Был март, и поэтому деревья особенно напоминали мачты кораблей, и для маленького Джона это была изумительная весна; от неё сильно досталось его коленкам, костюмам и терпению «Да», на которой лежала стирка и починка его платья. Каждое утро, сейчас же после его завтрака, отец и мать видели из окон своей спальни, как он выходит из кабинета, пересекает террасу, влезает на старый дуб; лицо решительное, волосы блестят на солнца. Он начинал день таким образом потому, что до уроков не было времени уйти подальше. Старое дерево было неисчерпаемо разнообразно, у него была грот-мачта, фокмачта и брамстеньга, а спуститься всегда можно было по реям, то есть по верёвкам от качелей. После уроков, которые кончались в одиннадцать, он отправлялся на кухню за ломтиком сыра, печеньем и двумя сливами — достаточно припасов по крайней мере для шлюпки — и съедал их как-нибудь поинтереснее; потом, вооружившись до зубов ружьём, пистолетами и шпагой, он всерьёз пускался в утреннее странствие, встречая по пути бесчисленные невольничьи корабли, индейцев, пиратов, медведей и леопардов. Его постоянно видели в это время дня с тесаком в зубах (как Дик Нидхэм), в грохоте непрерывно взрывающихся пистонов. И не одного садовника он сбил жёлтым горохом из своего ружья. Жизнь его была наполнена самой интенсивной деятельностью.
— Джон просто невозможен, — сказал как-то отец, сидя с матерью под старым дубом. — Боюсь, что из него выйдет матрос или что-нибудь безнадёжное. Ты видишь в нём хоть какие-нибудь признаки эстетического чувства?
— Ни малейших.
— Хорошо ещё, что его не тянет к винтам и машинам. Все лучше, чем это.

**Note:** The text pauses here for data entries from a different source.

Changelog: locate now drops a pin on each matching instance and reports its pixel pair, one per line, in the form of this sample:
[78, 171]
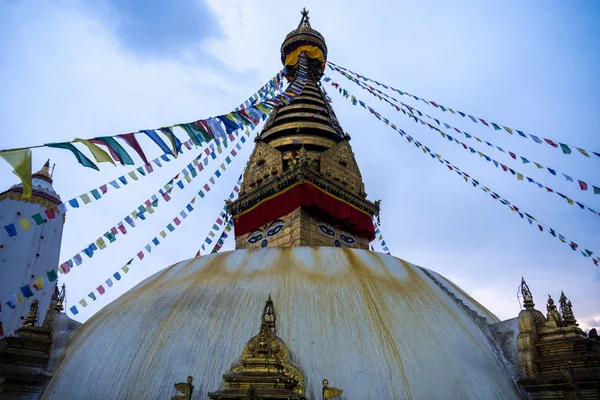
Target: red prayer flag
[132, 141]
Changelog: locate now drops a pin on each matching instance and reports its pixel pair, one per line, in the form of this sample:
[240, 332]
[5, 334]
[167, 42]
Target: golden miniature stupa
[340, 321]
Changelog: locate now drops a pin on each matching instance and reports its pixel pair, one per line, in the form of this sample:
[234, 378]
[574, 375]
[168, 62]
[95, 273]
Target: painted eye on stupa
[275, 228]
[347, 239]
[326, 229]
[254, 237]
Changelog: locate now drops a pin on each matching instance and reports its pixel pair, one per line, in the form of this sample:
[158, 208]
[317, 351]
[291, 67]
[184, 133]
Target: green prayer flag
[565, 148]
[81, 158]
[118, 149]
[52, 276]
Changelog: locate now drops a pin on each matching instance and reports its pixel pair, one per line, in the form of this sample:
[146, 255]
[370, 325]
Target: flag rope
[518, 175]
[566, 148]
[140, 255]
[411, 114]
[586, 253]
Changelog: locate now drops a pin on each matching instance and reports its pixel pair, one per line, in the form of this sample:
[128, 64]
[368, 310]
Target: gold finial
[269, 317]
[566, 309]
[527, 297]
[33, 316]
[305, 21]
[186, 388]
[330, 392]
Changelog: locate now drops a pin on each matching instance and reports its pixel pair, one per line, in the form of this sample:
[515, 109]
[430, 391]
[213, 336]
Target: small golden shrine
[555, 357]
[264, 370]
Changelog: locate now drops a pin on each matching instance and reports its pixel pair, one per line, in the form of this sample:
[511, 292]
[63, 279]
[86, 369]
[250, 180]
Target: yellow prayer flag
[99, 154]
[25, 224]
[101, 244]
[20, 160]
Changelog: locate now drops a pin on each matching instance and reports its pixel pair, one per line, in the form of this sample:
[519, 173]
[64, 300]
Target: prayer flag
[132, 141]
[20, 161]
[99, 154]
[81, 158]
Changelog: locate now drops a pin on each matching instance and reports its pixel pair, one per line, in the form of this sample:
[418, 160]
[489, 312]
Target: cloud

Но не мешало бы ему больше интересоваться природой.
— У него богатое воображение, Джолион.
— Да, как у сангвиника. Он хоть любит сейчас когонибудь?
— Нет, он всех любит. На свете нет существа такого любящего и располагающего к любви, как Джон.
— Твой сын, Ирэн!
В эту минуту маленький Джон, лежавший на суке высоко над ними попал в них двумя горошинами; но этот обрывок разговора крепко засел у него в головёнке. «Любящий», «располагающий», «воображение», «сангвиник»!

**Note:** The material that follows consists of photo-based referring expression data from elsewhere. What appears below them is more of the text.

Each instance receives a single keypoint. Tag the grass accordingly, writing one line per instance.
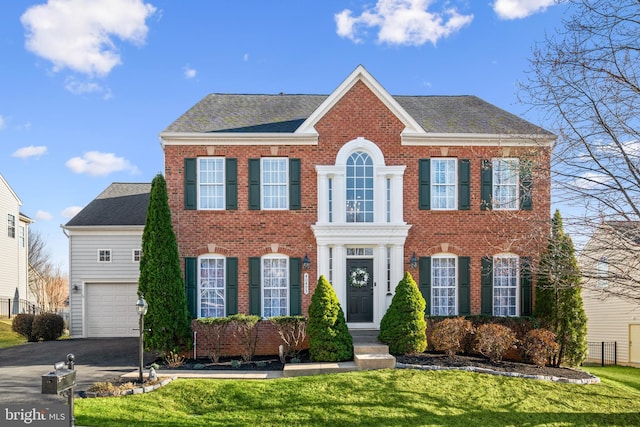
(377, 398)
(8, 338)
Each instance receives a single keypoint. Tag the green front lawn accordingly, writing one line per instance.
(387, 398)
(8, 338)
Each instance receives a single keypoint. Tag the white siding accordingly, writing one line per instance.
(85, 269)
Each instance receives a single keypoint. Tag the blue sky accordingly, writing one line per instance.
(86, 86)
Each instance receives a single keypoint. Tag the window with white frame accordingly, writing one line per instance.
(211, 183)
(359, 194)
(275, 286)
(444, 285)
(506, 272)
(274, 182)
(505, 184)
(443, 184)
(104, 255)
(211, 286)
(11, 226)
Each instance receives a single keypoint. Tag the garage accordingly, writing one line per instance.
(111, 310)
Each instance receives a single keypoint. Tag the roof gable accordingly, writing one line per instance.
(360, 74)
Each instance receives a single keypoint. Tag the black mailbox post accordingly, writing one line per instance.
(60, 381)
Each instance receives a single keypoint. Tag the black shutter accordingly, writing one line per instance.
(464, 285)
(190, 184)
(191, 285)
(464, 185)
(486, 291)
(232, 286)
(295, 291)
(254, 184)
(254, 286)
(486, 182)
(231, 184)
(526, 282)
(424, 264)
(424, 185)
(294, 185)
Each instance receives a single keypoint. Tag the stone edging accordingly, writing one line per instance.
(139, 390)
(592, 380)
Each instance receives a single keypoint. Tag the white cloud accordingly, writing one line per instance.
(30, 151)
(95, 163)
(402, 22)
(518, 9)
(80, 34)
(189, 72)
(71, 211)
(44, 216)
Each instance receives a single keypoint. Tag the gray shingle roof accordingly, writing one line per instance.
(119, 204)
(285, 113)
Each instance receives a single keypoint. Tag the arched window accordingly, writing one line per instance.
(359, 186)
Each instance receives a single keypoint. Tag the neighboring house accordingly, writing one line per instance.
(268, 192)
(105, 245)
(610, 265)
(14, 254)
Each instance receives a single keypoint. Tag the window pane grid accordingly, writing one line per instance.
(211, 183)
(212, 287)
(443, 286)
(275, 287)
(505, 286)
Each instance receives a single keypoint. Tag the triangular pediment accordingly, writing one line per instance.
(360, 74)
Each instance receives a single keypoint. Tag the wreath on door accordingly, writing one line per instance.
(359, 278)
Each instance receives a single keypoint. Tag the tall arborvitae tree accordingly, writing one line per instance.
(558, 296)
(161, 282)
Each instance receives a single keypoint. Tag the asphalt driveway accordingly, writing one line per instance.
(22, 367)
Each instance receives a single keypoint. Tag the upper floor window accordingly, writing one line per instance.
(211, 286)
(11, 226)
(104, 255)
(506, 271)
(443, 286)
(505, 184)
(359, 188)
(211, 183)
(275, 178)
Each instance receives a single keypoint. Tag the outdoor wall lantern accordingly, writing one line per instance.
(141, 308)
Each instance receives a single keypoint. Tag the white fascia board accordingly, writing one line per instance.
(360, 74)
(477, 139)
(235, 138)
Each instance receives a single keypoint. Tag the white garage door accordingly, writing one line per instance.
(111, 310)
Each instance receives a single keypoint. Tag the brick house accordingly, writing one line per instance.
(268, 192)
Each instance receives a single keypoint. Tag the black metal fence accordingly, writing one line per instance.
(8, 307)
(602, 353)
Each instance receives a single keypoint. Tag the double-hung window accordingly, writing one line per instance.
(275, 286)
(211, 183)
(443, 286)
(443, 184)
(505, 184)
(506, 278)
(211, 280)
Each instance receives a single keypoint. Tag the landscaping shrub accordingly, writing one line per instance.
(292, 330)
(449, 335)
(403, 327)
(329, 337)
(215, 326)
(493, 341)
(540, 345)
(245, 329)
(23, 324)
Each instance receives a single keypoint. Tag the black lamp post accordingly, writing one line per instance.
(141, 308)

А к этому времени листва была уже густая и подошёл день его рождения, который наступал каждый год двенадцатого мая и был памятен любимым обедом Джона: печёнка, шампиньоны, миндальное пирожное и лимонад.
Однако между этим восьмым днём рождения и тем днём, когда он стоял в июльском сиянии на повороте лестницы, произошло ещё несколько важных событий.
«Да», устав мыть ему коленки или движимая тем загадочным инстинктом, который заставляет даже нянюшек покидать своих питомцев, ушла, обливаясь слезами, на следующий же день после того, как отпраздновали его рождение, «чтоб выйти замуж, — подумайте только! — за какого-то мужчину». Маленький Джон, от которого это скрывали, был безутешен в течение целого дня. Зачем ему не сказали! Наряду с этим горем произошедшему в нём перевороту способствовали два больших ящика солдатиков, несколько пушек, а также книга «Юные трубачи», бывшие в числе подарков ко дню его рождения, и, вместо того чтобы самому искать приключений и рисковать собственной жизнью, он стал играть в выдуманные игры, в которых рисковал жизнью бесчисленных оловянных солдатиков, камешков, шариков и бобов. Из всех этих видов пушечного мяса он составил коллекции и, пользуясь ими по очереди, инсценировал наполеоновские. Семилетнюю, Тридцатилетнюю и другие войны, о которых в последнее время читал в большой «Истории Европы», принадлежавшей ещё его деду. Он изменял их ход по своему усмотрению и воевал на всём полу детской, так что никто не мог туда войти из опасения помешать Густаву-Адольфу[7], королю шведскому, или наступить на целую армию австрийцев. За приятный звук этого слова он страстно полюбил австрийцев, и когда убедился, как мало было битв, в которых они сражались успешно, был вынужден придумывать их в своих играх. Его любимыми генералами были принц Евгений, эрцгерцог Карл[8] и Валленштейн[9]. Тилли[10] и Мака[11] («опереточные фигуры», как однажды назвал их при нём отец; он и понятия не имел, что это значит!) никак нельзя было полюбить всерьёз, хоть они и были австрийцами. По тем же соображениям благозвучия он обожал Тюренна[12].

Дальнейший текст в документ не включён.